Private sector funding key to solve Auckland transport woes?
An inadequate transport funding model is at the heart of Auckland’s slow pace of action to build a modern, safe roading infrastructure able to cope with the city’s fast growth, says Auckland Business Forum chair Michael Barnett.
Yet it is a problem that can be easily fixed.
Over the past 20 years we have relied solely on central and local government funding to carry out the transport task, but both local and international evidence shows that the pay-as-you-go model funded by taxes and rates is not up to the task – it doesn’t bring in enough money and projects are dragged out over decades when they could be built far sooner.

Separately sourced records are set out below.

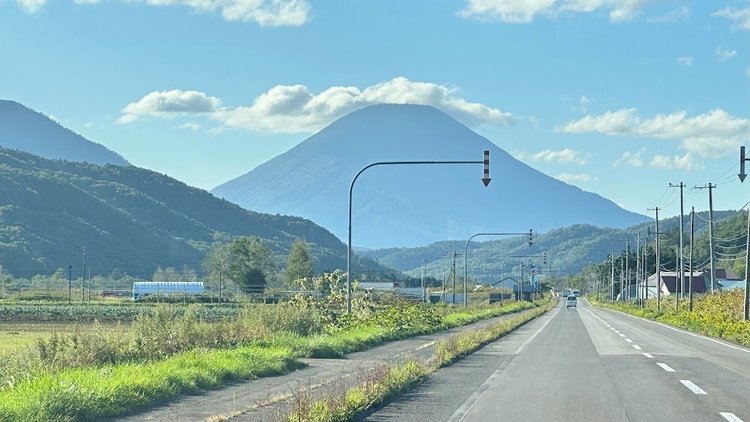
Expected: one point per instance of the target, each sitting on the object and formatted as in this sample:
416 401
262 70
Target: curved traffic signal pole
466 255
485 180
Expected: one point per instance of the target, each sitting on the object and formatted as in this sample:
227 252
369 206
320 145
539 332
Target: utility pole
682 230
626 292
692 235
645 271
612 277
747 261
83 277
70 284
424 291
710 188
638 269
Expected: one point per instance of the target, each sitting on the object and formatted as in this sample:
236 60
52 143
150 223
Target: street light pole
486 180
466 257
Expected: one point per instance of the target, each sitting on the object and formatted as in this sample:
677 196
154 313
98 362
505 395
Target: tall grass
90 375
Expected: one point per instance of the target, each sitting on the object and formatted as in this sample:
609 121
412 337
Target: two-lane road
588 364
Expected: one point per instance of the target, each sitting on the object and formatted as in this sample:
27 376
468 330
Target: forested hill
128 218
568 249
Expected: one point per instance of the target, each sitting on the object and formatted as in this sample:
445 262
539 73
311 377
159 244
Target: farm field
18 335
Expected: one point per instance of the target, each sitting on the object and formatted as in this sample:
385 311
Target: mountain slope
128 218
410 205
568 249
27 130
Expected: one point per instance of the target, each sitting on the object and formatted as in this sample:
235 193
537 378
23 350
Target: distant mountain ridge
568 249
129 219
27 130
409 206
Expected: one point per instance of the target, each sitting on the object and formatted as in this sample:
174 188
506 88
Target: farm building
145 288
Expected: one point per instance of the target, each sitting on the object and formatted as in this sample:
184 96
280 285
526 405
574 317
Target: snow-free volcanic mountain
413 205
27 130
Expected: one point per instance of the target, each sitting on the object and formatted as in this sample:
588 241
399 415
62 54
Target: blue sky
618 97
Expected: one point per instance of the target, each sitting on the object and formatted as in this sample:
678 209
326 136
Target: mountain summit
413 205
27 130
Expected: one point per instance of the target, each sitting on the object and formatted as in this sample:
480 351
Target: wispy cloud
632 159
576 178
686 162
294 109
169 104
740 18
724 55
563 156
525 11
31 6
686 61
190 125
711 134
677 15
262 12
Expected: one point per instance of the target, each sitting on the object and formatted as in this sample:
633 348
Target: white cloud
685 162
524 11
169 104
677 15
190 125
564 156
724 55
685 61
31 6
576 178
740 17
262 12
294 109
631 159
711 134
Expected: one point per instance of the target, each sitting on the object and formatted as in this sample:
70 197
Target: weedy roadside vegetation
380 384
172 350
718 315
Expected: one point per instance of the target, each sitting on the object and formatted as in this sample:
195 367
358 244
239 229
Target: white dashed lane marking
694 388
667 368
731 417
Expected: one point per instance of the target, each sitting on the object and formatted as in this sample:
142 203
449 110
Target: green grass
92 393
718 315
380 385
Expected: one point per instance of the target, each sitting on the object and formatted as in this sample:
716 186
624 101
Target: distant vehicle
142 289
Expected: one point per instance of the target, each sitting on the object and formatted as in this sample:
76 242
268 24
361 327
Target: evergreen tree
298 264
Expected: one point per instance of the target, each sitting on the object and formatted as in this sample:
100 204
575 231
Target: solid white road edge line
741 349
665 367
731 417
694 388
462 410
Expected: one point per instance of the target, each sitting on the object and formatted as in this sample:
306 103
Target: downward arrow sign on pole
486 179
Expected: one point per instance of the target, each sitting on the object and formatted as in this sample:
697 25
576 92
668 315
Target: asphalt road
266 399
587 364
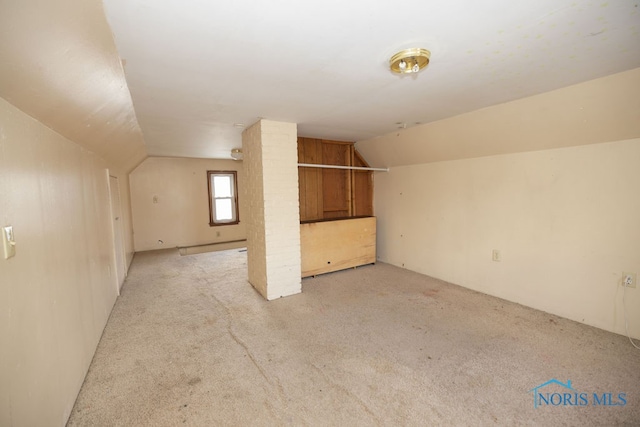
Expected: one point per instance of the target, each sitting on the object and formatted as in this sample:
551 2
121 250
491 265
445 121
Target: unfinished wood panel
310 179
332 193
337 244
336 195
362 185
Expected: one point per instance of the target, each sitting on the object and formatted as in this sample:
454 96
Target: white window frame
213 221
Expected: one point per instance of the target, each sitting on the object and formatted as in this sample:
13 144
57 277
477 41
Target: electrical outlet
629 280
8 242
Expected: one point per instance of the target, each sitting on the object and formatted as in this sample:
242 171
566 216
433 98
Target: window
223 197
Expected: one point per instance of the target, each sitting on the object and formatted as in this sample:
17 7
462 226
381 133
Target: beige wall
180 215
56 294
565 221
601 110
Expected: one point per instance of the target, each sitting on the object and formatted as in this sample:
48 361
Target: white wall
565 221
56 294
180 214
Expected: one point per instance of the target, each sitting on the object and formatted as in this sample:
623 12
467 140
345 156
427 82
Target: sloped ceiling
195 68
59 64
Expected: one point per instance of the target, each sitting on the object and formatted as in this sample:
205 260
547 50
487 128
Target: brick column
273 216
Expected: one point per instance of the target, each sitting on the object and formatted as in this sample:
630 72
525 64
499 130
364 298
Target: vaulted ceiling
197 70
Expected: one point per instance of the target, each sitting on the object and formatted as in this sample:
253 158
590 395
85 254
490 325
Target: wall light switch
8 242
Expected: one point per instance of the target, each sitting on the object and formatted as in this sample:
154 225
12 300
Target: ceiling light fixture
236 153
409 60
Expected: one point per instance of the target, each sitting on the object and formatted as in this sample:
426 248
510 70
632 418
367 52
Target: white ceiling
195 68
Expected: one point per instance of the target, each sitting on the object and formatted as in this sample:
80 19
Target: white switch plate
8 242
629 279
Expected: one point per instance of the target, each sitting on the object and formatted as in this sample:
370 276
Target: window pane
224 210
222 186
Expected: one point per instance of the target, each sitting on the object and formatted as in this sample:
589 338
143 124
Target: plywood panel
335 245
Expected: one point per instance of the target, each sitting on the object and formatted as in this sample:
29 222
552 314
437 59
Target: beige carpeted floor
190 342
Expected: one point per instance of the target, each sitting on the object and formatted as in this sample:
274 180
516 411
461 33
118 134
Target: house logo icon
553 398
561 394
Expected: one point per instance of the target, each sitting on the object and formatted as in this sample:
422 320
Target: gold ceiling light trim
409 60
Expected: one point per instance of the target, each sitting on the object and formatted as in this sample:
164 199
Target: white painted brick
273 230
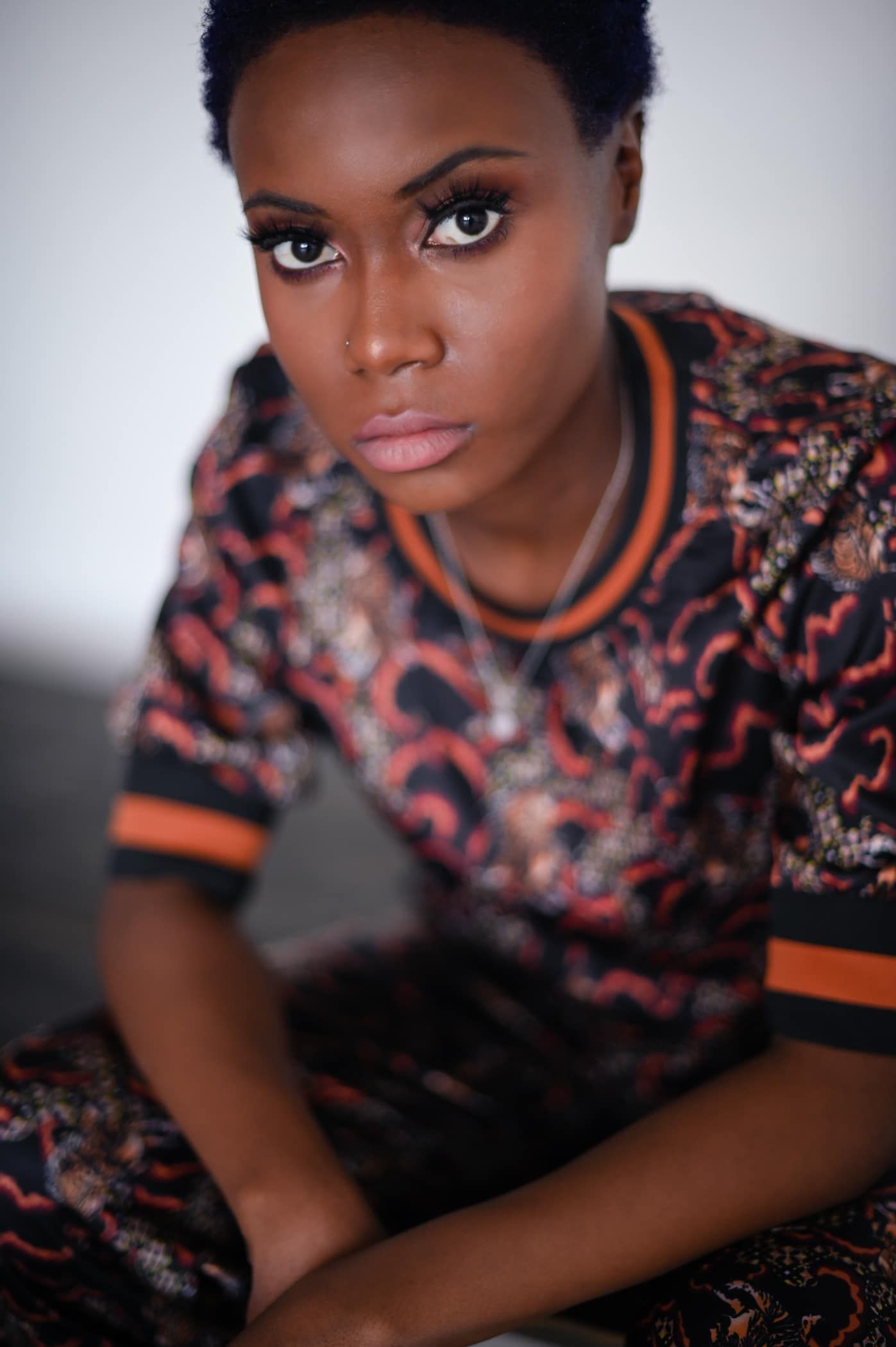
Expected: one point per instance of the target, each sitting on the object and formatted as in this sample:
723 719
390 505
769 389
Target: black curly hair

About half the projects in the United Kingdom’s current transport infrastructure pipeline are now financed and delivered by the private sector. In Sydney, almost the entire motorway system has been funded privately. New South Wales uses the model extensively and is currently investing one billion a month in the 2018/19 budget on road and rail projects – mostly privately financed.
Meanwhile in Auckland there’s scarcely a strategic road being built and the sector remains largely untouched by private finance. This is despite the large sums of private investment going into Auckland’s many business-led growth and development opportunities.
Unveiling the Forum’s 2019 Priority Transport
Investment Package (see below), Barnett noted that the list
included critically needed ‘ready to go’ improvements to
long-standing over-congested parts of the city’s transport
network in south Auckland and the North Shore.
“We see
an opportunity to make 2019 a turnaround year for transport
investment in Auckland,” says Barnett. “A change of
attitude to use private finance to fast-track action to
deliver critically needed transport infrastructure would go
a long way to fixing Auckland.”
Leveraging an accelerated “catch-up” pipeline of private sector investment opportunities in the transport sector is an area the Auckland Business Forum can assist.
If Auckland is to get on top of the city’s chronic traffic congestion challenges and stay an attractive and globally competitive city, it must increase the role for private capital in transport infrastructure development – without this shared agenda Auckland will stay on the back-foot and underperforming.